Japan eyes $628bn green energy market
The Japanese government has released a draft of its growth strategy, revealing its plans to create a $628 billion green energy market by 2020 through deregulation and subsidies to promote the development of renewable energy and low-emission cars. Reuters, which obtained a copy of the draft on Tuesday, reports that the government will also work with the Bank of Japan to ensure the country exits deflation and achieves stable price growth. “The government hopes the BOJ maintains powerful monetary easing to beat deflation,” the draft said.
The draft, which reportedly does not contain any numerical targets for GDP growth or inflation levels by 2020, reveals a long-term strategy to boost Japan’s growth potential and seek new areas of growth. In the strategy, the government says it will seek to develop a ¥50 trillion renewable energy market and create 1.4 million jobs by 2020. The plan includes measures to promote green cars, with the goal of having alternatively fuelled cars make up half of new automobile sales by 2020. Japan’s economy is expected to outperform most of its G7 peers this year, says Reuters, with growth of around 2 per cent, helped by reconstruction spending after a devastating earthquake and tsunami last year.
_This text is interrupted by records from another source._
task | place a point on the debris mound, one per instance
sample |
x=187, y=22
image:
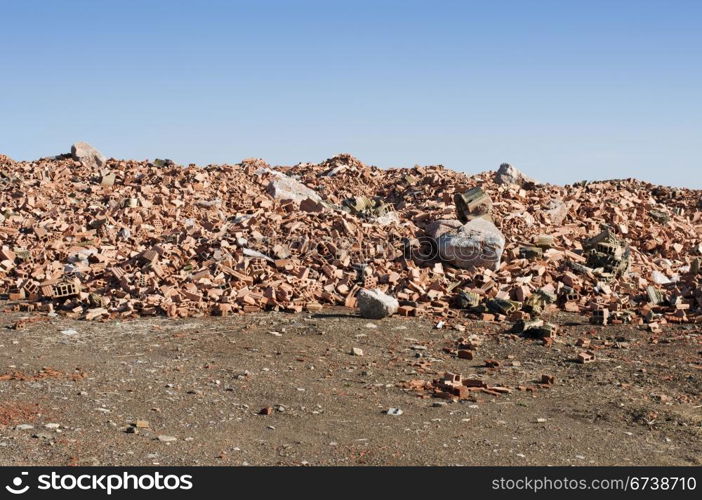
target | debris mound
x=95, y=238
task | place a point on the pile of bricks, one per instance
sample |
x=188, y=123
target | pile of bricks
x=134, y=238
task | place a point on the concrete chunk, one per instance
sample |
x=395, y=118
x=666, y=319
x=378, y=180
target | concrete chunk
x=374, y=304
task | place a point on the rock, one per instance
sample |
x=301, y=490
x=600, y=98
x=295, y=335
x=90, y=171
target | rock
x=283, y=187
x=310, y=205
x=557, y=211
x=478, y=243
x=166, y=439
x=439, y=227
x=87, y=155
x=374, y=304
x=509, y=175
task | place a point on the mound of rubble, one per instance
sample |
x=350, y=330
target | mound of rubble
x=94, y=238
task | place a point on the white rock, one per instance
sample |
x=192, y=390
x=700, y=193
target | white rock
x=441, y=226
x=659, y=278
x=287, y=188
x=87, y=155
x=478, y=243
x=557, y=211
x=374, y=304
x=507, y=174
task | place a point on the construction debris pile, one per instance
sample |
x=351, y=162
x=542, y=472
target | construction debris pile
x=94, y=238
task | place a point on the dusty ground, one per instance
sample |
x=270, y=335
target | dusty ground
x=204, y=381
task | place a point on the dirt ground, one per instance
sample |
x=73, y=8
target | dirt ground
x=196, y=386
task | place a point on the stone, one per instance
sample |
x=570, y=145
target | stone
x=478, y=243
x=472, y=204
x=438, y=227
x=509, y=175
x=374, y=304
x=283, y=187
x=557, y=211
x=87, y=155
x=166, y=439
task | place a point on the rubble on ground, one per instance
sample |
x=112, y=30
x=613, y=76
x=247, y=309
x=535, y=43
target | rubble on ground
x=374, y=304
x=99, y=238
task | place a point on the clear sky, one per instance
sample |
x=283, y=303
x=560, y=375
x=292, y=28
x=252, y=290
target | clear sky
x=564, y=90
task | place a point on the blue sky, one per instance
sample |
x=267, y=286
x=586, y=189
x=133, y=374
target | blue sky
x=563, y=90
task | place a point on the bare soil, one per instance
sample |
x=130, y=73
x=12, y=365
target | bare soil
x=201, y=383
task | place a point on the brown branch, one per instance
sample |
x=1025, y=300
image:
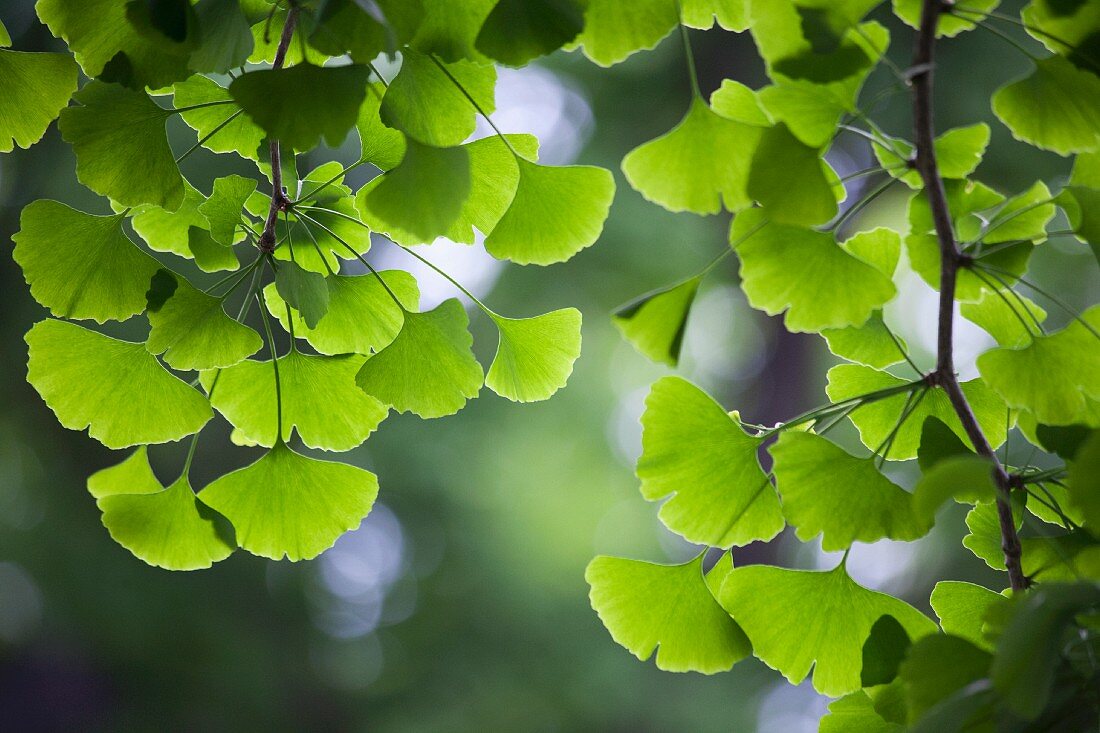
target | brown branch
x=279, y=201
x=950, y=260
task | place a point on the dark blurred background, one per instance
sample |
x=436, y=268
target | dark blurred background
x=460, y=604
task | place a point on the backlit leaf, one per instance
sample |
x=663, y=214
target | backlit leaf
x=288, y=505
x=132, y=400
x=667, y=608
x=701, y=459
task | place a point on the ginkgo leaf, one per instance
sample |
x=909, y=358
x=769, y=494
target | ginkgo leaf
x=655, y=323
x=517, y=31
x=700, y=165
x=958, y=154
x=557, y=211
x=107, y=45
x=424, y=195
x=35, y=87
x=426, y=99
x=222, y=209
x=133, y=476
x=790, y=179
x=428, y=369
x=288, y=505
x=949, y=23
x=494, y=175
x=732, y=14
x=785, y=267
x=362, y=315
x=378, y=144
x=306, y=292
x=827, y=491
x=239, y=135
x=870, y=343
x=614, y=30
x=1056, y=107
x=301, y=104
x=116, y=132
x=319, y=401
x=224, y=40
x=535, y=356
x=667, y=608
x=961, y=609
x=103, y=279
x=132, y=400
x=449, y=29
x=194, y=332
x=876, y=420
x=169, y=528
x=800, y=619
x=1010, y=319
x=1054, y=376
x=700, y=457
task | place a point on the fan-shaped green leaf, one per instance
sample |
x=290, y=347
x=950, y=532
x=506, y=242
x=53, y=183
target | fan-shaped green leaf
x=362, y=315
x=193, y=331
x=239, y=135
x=876, y=420
x=169, y=528
x=132, y=400
x=1054, y=376
x=381, y=145
x=114, y=132
x=790, y=179
x=827, y=491
x=300, y=104
x=798, y=617
x=428, y=369
x=426, y=99
x=288, y=505
x=517, y=31
x=557, y=211
x=319, y=400
x=103, y=279
x=133, y=476
x=306, y=292
x=870, y=343
x=732, y=14
x=801, y=271
x=699, y=165
x=656, y=321
x=614, y=30
x=667, y=608
x=35, y=87
x=222, y=210
x=961, y=609
x=106, y=44
x=1056, y=107
x=700, y=457
x=422, y=196
x=535, y=356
New SA company to deliver green offgrid power solutions
A new start-up has entered the Australian alternative energy scene, with the aim of developing sustainable off-grid power plants using a hybrid of wind and diesel/gas energy generation. South Australia-based Remotenergy, which is headed up by Barrie Harrop as executive chairman, says it will combine wind energy and its eponymous hybrid remotenergy technology, integrating “fast, very efficient” gas or diesel engines to deliver continuous, spike-free energy in remote locations (wind willing). The company says this technology can reduce diesel fuel consumption by up to 75 per cent and significantly cut CO2 emissions. The company’s website suggests it will be targeting, initially, the resources industry, with a focus on “taking care of energy and water security on fully serviced long-term contracts [energy and water take-off agreements]… allowing mining corporations to focus on their core business.”